Data Format¶
Data Shapes¶
All data passed to a network in Brainstorm by a data iterator must match
the template (T, B, ...)
where T
is the maximum sequence length and
B
is the number of sequences (or batch size, in other words).
To simplify handling both sequential and non-sequential data,
these shapes should also be used when the data is not sequential. In such cases
the shape simply becomes (1, B, ...)
. As an example, the MNIST training images
for classification with an MLP should be shaped (1, 60000, 784)
and the
corresponding targets should be shaped (1, 60000, 1)
.
Data for images/videos should be stored in the TNHWC
format. For
example, the training images for CIFAR-10 should be shaped
(1, 50000, 32, 32, 3)
and the targets should be shaped (1, 50000, 1)
.
Example¶
A network in brainstorm accepts a dictionary of named data items as input.
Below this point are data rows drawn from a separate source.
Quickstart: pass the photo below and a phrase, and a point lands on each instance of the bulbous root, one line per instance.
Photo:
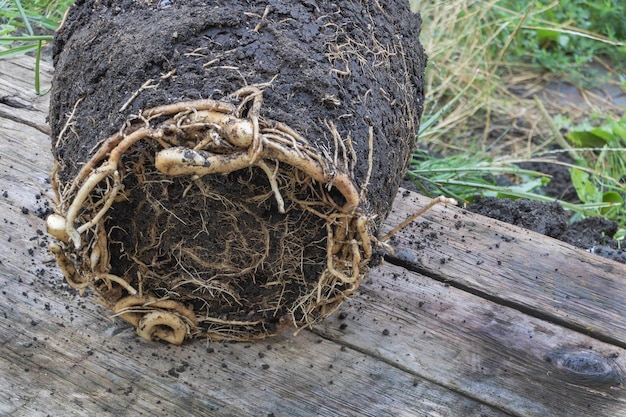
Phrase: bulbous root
(227, 138)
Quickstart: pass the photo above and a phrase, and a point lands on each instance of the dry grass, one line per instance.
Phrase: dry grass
(498, 113)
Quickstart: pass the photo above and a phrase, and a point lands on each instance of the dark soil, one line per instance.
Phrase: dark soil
(593, 234)
(356, 64)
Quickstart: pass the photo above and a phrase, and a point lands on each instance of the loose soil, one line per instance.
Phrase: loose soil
(345, 75)
(593, 233)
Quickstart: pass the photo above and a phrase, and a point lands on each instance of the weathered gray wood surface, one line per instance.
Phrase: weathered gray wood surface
(469, 317)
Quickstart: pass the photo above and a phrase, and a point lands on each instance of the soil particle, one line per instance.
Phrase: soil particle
(550, 219)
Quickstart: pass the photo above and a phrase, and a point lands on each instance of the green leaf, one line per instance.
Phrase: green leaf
(18, 50)
(585, 188)
(586, 139)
The keys of this dictionary and the shapes of the data should match those which were specified when the network was built.
Consider a simple network built as follows:
import numpy as np
from brainstorm import Network, layers
inp = layers.Input({'my_inputs': ('T', 'B', 50),
'my_targets': ('T','B', 2)})
hid = layers.FullyConnected(100, name='Hidden')
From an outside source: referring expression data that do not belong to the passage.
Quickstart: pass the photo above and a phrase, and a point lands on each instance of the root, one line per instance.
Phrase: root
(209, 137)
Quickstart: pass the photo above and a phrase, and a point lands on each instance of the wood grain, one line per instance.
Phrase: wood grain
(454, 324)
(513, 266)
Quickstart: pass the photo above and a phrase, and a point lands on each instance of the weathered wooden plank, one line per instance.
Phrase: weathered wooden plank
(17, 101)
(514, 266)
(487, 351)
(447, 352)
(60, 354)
out = layers.SoftmaxCE(name='Output')
loss = layers.Loss()
inp - 'my_inputs' >> hid >> out
inp - 'my_targets' >> 'targets' - out - 'loss' >> loss
network = Network.from_layer(loss)
The same network can be quickly build
Here’s how you can provide some data to a network in brainstorm and run a forward pass on it.
File Format¶
There is no requirement on how to store the data in brainstorm
, but we
highly recommend the HDF5 format using the h5py library.
It is very simple to create hdf5 files:
import h5py
import numpy as np
with h5py.File('demo.hdf5', 'w') as f:
f['training/input_data'] = np.random.randn(7, 100, 15)
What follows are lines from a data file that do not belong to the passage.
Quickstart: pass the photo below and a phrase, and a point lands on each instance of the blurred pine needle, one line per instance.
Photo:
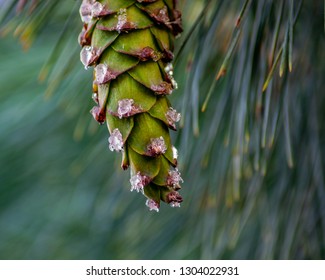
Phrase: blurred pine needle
(253, 173)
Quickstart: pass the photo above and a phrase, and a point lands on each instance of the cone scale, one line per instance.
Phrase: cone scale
(129, 43)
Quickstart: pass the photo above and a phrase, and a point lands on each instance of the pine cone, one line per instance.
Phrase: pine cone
(130, 44)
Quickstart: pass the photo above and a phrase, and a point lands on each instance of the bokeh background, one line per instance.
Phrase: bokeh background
(252, 162)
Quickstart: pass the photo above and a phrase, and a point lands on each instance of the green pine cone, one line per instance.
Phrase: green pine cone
(130, 44)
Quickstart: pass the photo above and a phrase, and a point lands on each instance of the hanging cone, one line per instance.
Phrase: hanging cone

f['training/targets'] = np.random.randn(7, 100, 2)
f['training/static_data'] = np.random.randn(1, 100, 4)
Having such a file available you can then set-up your data iterator like this:
import h5py
import brainstorm as bs
ds = h5py.File('demo.hdf5', 'r')
online_train_iter = bs.Online(**ds['training'])
minibatch_train_iter = bs.Minibatches(100, **ds['training'])
These iterators will then provide named data items (a dictionary) to the network with names ‘input_data’, ‘targets’ and ‘static_data’.
H5py offers many more features, which can be utilized to improve data storage and access such as chunking and compression.